We found an increase in IL-2 and IFN-α levels in the peripheral blood of the older adults after the exercise training period. Both IL-2 and IFN-α have strong antitumorigenic direct effects against cancer cells, and in vitro cytokine treatment of prostate tumor cell lines can effectively alter a number of prostate carcinoma properties closely associated with tumor invasion and the metastatic phenotype (Westdorp et al., 2014). IFN has an important role in the regulation of mitochondrial functions, and seminal studies pointed out that IFN treatment causes a reduction in cellular ATP levels and inhibits tumor growth (Shan, Vazquez, Lewis, 1990; Lewis et al., 1996). Furthermore, IFN type I has a cross-over interaction with mitochondrial ROS to control cell proliferation and survival (Yim et al., 2012; Wang et al., 2017). The correlation between post-training cytokine levels and PC3 cell viability, proliferation, and mitochondrial functions revealed some associations between changes in systemic inflammatory mediators and the cancer cell phenotype. In this line, a recent study conducted by Orange et al. (2022) indicated that systemic myokine release induced by exercise directly impacts tumor cell DNA damage induction and repair which may be associated with reductions in cancer cell proliferation.

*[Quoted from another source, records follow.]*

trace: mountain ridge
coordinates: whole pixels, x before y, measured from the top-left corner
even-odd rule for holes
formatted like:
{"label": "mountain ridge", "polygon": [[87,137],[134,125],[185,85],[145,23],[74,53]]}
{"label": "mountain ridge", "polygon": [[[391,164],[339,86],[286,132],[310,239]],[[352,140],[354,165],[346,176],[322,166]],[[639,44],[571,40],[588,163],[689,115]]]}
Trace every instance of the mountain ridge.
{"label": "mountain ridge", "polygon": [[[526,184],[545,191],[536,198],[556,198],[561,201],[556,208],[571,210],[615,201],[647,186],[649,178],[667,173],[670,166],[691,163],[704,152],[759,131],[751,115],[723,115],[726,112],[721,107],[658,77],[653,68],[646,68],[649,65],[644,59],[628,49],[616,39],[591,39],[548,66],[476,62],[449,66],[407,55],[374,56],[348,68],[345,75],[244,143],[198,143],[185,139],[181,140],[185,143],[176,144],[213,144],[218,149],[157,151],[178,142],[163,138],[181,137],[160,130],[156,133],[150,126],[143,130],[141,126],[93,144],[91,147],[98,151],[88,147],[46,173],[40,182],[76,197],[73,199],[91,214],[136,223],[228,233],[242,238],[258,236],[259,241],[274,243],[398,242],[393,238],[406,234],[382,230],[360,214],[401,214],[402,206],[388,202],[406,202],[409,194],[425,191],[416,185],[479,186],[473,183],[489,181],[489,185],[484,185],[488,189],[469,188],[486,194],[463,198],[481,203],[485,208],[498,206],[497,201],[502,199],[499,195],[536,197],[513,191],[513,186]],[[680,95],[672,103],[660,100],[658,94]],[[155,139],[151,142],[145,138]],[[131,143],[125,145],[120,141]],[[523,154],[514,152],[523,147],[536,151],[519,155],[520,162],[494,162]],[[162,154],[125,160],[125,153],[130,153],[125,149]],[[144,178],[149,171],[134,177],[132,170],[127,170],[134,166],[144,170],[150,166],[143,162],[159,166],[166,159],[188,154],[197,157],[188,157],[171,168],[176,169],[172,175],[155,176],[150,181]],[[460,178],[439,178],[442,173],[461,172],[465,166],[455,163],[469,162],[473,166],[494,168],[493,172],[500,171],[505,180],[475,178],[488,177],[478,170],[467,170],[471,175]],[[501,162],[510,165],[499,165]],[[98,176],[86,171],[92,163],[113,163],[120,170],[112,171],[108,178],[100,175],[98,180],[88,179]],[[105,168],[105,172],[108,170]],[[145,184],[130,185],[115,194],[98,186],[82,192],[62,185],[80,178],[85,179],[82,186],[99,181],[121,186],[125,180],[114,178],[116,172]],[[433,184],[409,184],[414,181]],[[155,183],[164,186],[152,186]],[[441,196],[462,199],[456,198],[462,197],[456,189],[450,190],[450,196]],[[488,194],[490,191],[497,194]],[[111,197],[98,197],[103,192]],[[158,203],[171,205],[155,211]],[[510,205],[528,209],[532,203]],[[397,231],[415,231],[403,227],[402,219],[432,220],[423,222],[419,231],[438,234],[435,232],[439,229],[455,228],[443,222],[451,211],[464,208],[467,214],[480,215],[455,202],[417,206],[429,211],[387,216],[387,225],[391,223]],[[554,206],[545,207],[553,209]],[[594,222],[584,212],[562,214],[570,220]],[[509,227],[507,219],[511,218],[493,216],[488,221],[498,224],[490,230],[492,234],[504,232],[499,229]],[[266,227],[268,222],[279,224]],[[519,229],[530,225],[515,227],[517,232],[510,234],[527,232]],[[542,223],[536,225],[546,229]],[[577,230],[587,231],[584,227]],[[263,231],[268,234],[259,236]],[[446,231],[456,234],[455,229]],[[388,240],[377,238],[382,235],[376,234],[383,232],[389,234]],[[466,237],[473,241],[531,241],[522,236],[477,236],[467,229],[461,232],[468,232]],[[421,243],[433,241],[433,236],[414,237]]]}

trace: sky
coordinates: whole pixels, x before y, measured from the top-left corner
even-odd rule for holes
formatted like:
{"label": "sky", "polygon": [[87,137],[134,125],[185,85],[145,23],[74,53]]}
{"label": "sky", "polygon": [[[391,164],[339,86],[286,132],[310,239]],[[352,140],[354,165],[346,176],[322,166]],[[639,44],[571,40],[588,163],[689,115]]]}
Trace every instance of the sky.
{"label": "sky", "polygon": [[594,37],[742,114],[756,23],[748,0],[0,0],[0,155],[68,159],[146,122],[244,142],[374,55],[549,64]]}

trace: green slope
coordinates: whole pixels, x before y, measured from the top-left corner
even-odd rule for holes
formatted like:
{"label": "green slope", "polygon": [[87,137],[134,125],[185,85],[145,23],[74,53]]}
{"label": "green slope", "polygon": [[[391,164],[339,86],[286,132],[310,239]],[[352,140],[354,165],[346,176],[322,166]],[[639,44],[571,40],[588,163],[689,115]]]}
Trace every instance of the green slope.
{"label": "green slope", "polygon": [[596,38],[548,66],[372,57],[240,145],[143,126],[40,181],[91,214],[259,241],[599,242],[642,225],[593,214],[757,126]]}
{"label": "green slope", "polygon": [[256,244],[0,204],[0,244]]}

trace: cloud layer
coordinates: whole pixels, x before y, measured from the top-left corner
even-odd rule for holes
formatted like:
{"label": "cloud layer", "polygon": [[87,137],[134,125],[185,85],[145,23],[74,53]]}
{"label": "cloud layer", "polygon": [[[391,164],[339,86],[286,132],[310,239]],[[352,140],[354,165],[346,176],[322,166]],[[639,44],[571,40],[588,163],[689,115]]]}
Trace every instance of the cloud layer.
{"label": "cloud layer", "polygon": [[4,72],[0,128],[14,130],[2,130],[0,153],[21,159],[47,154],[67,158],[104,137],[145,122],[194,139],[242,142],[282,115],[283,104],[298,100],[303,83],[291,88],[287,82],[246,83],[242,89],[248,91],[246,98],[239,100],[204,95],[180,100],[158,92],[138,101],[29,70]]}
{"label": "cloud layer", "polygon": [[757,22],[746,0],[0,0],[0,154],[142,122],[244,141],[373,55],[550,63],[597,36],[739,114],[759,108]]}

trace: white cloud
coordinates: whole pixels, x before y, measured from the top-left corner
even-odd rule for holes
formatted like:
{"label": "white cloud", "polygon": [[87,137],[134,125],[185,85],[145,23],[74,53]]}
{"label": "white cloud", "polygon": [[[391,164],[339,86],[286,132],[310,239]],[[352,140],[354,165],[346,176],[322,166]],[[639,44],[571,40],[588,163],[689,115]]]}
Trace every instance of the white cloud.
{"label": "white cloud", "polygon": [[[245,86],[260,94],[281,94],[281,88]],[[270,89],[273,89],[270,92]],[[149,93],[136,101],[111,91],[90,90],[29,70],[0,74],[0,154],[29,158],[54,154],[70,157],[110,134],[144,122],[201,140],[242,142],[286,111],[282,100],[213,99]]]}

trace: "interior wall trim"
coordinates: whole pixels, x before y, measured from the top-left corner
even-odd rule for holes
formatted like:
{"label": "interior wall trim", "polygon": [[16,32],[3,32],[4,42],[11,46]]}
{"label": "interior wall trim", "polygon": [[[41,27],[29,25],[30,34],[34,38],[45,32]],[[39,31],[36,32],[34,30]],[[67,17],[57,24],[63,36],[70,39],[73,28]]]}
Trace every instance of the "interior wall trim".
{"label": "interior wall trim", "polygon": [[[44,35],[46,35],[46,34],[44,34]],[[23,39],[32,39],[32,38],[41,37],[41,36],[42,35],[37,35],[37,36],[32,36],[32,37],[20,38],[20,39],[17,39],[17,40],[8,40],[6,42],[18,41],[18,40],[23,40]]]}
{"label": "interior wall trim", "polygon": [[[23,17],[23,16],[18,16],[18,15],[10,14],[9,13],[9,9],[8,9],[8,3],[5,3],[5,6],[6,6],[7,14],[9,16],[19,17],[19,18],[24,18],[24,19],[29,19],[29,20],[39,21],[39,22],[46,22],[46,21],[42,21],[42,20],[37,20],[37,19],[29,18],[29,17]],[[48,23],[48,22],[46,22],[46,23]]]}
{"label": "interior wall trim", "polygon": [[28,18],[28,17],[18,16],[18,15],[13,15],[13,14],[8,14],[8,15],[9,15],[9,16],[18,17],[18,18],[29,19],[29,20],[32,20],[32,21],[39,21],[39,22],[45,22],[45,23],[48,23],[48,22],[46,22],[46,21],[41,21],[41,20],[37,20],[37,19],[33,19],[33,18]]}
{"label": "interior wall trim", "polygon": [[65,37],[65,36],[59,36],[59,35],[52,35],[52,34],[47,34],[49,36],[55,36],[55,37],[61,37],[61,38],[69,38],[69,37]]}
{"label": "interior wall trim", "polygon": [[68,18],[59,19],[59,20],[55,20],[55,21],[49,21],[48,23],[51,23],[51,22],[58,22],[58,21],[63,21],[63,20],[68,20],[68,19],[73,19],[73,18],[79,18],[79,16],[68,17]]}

In conclusion, this exercise training study described for the first time the potential of conditioned plasma to decrease cell viability and proliferation in the PC3 prostate tumor cell line. We also demonstrated a new mechanistic pathway by which exercise may alter prostate cell functions through mitochondrial functions, mainly by mitochondrial membrane depolarization and superoxide formation. These changes were accompanied by alterations in several systemic inflammatory mediators after multimodal exercise training. Collectively, changes in blood factor composition by exercise training contribute to the control of prostate tumorigenesis, suggesting the role of exercise as an adjuvant therapy in cancer treatment and prevention.